SENATE BILL REPORT

                   SB 6427

              As Reported By Senate Committee On:

   Energy, Telecommunications & Utilities, February 1, 1996

 

Title:  An act relating to the restoration and redevelopment of an unfinished nuclear energy facility.

 

Brief Description:  Using an unfinished nuclear energy facility.

 

Sponsors:  Senators Snyder, Hargrove, Sutherland, Owen, Loveland and Newhouse.

 

Brief History:

Committee Activity:  Energy, Telecommunications & Utilities:  1/23/96, 2/1/96 [DPS].

 

SENATE COMMITTEE ON ENERGY, TELECOMMUNICATIONS & UTILITIES

 

Majority Report:  That Substitute Senate Bill No. 6427 be substituted therefor, and the substitute bill do pass.

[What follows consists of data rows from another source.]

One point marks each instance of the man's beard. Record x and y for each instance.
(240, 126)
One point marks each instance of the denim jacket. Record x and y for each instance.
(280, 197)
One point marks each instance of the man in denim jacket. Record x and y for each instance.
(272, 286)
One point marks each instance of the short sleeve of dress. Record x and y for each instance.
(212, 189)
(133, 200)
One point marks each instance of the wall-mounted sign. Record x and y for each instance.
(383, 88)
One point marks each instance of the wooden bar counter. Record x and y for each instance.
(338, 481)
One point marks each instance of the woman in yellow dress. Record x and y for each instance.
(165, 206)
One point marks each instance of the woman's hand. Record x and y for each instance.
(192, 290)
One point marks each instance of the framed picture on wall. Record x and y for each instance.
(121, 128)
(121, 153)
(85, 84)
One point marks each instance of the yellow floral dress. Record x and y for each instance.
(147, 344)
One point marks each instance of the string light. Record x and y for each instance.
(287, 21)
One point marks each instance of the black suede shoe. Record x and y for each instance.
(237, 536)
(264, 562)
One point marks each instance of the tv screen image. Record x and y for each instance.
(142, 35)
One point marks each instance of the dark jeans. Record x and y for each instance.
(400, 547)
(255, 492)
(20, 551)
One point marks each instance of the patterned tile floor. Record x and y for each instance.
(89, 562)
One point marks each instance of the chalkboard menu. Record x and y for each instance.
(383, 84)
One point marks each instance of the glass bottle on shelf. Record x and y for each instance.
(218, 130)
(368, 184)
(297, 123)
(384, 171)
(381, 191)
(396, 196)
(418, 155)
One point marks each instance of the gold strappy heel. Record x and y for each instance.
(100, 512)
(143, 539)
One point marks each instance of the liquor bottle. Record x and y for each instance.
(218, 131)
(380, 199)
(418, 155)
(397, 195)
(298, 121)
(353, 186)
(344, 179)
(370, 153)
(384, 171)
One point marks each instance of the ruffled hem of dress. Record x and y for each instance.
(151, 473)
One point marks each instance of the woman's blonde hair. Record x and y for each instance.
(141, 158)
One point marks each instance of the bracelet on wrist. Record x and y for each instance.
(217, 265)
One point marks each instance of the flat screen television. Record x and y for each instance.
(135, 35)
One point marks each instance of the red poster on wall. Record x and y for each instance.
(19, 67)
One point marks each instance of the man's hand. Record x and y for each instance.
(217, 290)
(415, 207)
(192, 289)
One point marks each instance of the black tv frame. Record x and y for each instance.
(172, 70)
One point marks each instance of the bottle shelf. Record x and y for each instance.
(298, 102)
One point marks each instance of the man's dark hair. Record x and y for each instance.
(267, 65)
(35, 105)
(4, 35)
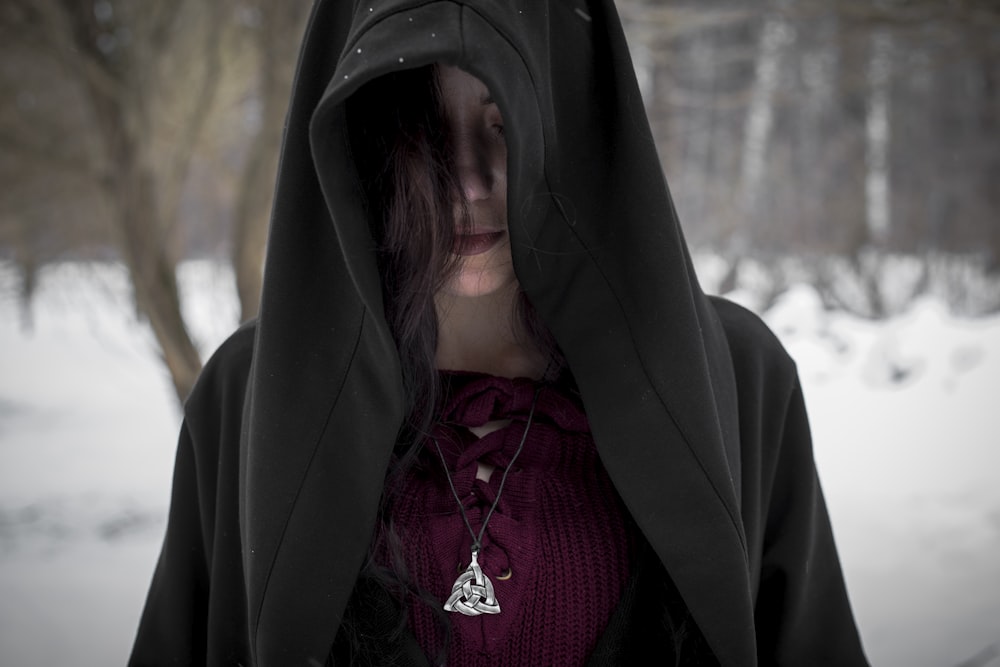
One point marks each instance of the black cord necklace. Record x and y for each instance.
(472, 593)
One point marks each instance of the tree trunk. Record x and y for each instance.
(152, 269)
(131, 186)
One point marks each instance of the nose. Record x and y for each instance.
(475, 169)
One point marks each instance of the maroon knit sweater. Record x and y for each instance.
(556, 547)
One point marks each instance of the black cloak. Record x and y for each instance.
(695, 409)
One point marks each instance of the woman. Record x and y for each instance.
(486, 415)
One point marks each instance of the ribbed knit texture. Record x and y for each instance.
(559, 528)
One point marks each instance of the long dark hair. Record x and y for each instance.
(401, 147)
(400, 144)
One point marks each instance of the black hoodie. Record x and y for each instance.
(695, 408)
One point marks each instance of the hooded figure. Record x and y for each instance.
(691, 407)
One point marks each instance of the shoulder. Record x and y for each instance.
(755, 350)
(221, 386)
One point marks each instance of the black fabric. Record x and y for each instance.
(695, 408)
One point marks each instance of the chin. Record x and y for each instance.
(472, 284)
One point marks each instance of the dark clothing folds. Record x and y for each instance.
(695, 410)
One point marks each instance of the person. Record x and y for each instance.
(486, 415)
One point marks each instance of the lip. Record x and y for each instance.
(476, 244)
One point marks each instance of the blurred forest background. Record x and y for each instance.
(850, 144)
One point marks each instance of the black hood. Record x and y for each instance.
(597, 248)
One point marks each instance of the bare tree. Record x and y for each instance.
(144, 76)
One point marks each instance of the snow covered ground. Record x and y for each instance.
(905, 416)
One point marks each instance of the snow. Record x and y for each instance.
(904, 416)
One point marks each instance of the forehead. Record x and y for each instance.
(457, 85)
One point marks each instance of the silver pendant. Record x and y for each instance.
(472, 593)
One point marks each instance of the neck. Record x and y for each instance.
(483, 334)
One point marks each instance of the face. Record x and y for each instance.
(483, 261)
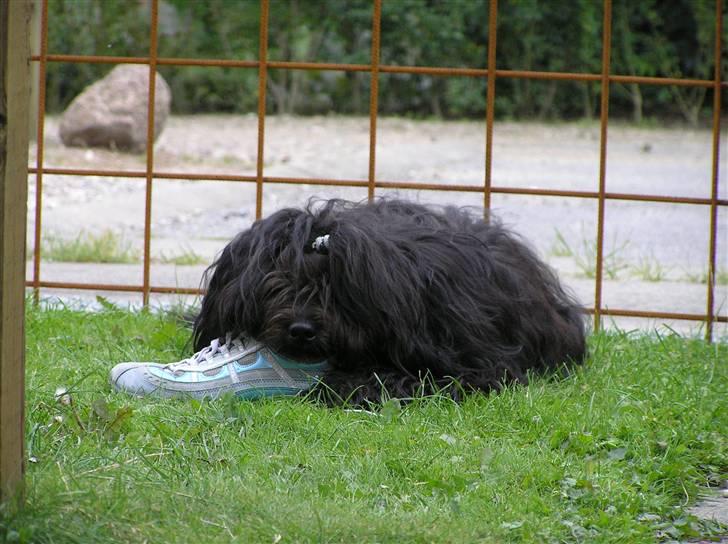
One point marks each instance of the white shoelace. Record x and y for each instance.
(206, 355)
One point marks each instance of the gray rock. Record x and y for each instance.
(112, 112)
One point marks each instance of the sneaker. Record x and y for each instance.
(231, 366)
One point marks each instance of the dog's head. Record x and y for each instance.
(315, 283)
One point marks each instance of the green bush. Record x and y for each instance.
(649, 38)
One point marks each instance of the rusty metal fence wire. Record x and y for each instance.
(374, 68)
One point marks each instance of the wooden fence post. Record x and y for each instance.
(14, 103)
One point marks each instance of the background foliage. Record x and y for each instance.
(650, 38)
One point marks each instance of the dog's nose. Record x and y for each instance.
(303, 331)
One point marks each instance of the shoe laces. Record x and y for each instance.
(219, 347)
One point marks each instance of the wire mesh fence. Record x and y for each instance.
(374, 185)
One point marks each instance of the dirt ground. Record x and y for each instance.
(656, 252)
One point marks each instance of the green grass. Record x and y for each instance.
(105, 247)
(613, 453)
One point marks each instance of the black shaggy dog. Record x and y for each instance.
(397, 296)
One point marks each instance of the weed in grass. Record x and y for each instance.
(613, 262)
(560, 247)
(613, 452)
(721, 277)
(650, 269)
(188, 257)
(106, 247)
(585, 256)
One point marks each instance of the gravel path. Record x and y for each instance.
(643, 240)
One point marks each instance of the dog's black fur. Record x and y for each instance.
(404, 299)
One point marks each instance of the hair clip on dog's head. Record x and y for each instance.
(321, 244)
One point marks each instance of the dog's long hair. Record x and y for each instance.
(398, 297)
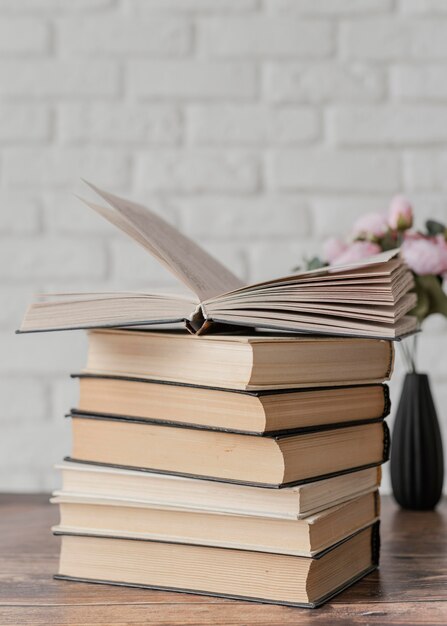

  Signed by Senators Sutherland, Chair; Loveland, Vice Chair; Finkbeiner, Hochstatter and Owen.

 

Staff:  Phil Moeller (786-7445)

 

Background:  The Energy Facility Site Evaluation Council (EFSEC) is the entity in state government with the responsibility of siting electricity-generating plants that generate over 250 megawatts.  EFSEC is a one-stop permitting and certificating agency that includes representatives of several state agencies and representatives of a local government in which a proposed site is located.  EFSEC has powers to pre-empt the permit authority of other state and local agencies.  In some cases, such as nuclear plants, EFSEC has an ongoing role to assure that the plant operator meets permit or certificate requirements.

 

In the decade of the 1970s, EFSEC approved several proposed nuclear reactor projects.  Two of these were located at Satsop in Grays Harbor County, WNP-3 and WNP-5.  These projects are owned by the Washington Public Power Supply System, and neither of these reactors were ever finished.

 

Summary of Substitute Bill:  The bill applies only to unfinished nuclear power projects that are not located on federal land.  The certificate holder of such a project may contract, establish interlocal agreements, or use other formal means to transfer site restoration responsibilities, which may include economic development activities, to a political subdivision or combination of political subdivisions as long as these subdivisions have elected officials.  These agreements may include transferring interest in the site or portions of the site, but must include transfers of any site responsibilities, specifically responsibilities pertaining to public health and safety.  If a transfer of site water rights is not accomplished through rules, within six months of a transfer of the site or a portion of the site, the Department of Ecology is directed to create a trust water of between ten and twenty cubic feet per second existing valid water rights in the same basin.  The trust water right must be used for site restoration activities, which may include economic development activities.

 

Actions of the Energy Facility Site Evaluation Council pursuant to the transfer of the site or portions of the site are exempt from the State Environmental Policy Act.

 

Substitute Bill Compared to Original Bill:  The original bill expanded the duties of EFSEC to include requiring certificate holders for unfinished nuclear power sites to cooperate with counties and port districts for public purposes, including the issuance of duplicative permits for adaption and reuse.  The certificate holder was directed to assure that a local cooperative arrangement was established.  Required elements of the local cooperative arrangement were specified, and upon establishment, the site certification agreement would be suspended to allow county regulation, with existing permits remaining in effect.  EFSEC was directed to issue duplicative permits if requested and to issue a water right that would be no larger than the original right, not affect senior water rights, and that would bear the same priority date as the original water right.

 

An emergency clause is added.

 

Appropriation:  None.

 

Fiscal Note:  Not requested.

 

Effective Date:  The bill contains an emergency clause and takes effect immediately.

 

Testimony For:  This bill will allow for the potential of economic development at a site with unused infrastructure.  This may prevent the expenditure of millions of dollars slated to be spent on tearing down unused facilities that are being demolished only because they were originally intended to be part of a nuclear facility.  Because the facility was never finished, it has never been an actual nuclear facility and is similar to most large-scale industrial facilities and should be saved.

 

Testimony Against:  None.

 

Testified:  PRO:  Mike Daniels, Grays Harbor Co.; M.W. McWhorter, commissioner, Port of Grays Harbor; Tom Casey, commissioner, PUD #1 of Grays Harbor; Dan Sexton, WA State Assn. of Plumbers and Pipefitters; Jim Rowland, WPPSS; Charles Butros, WPPSS; Jason Zeller, EFSEC.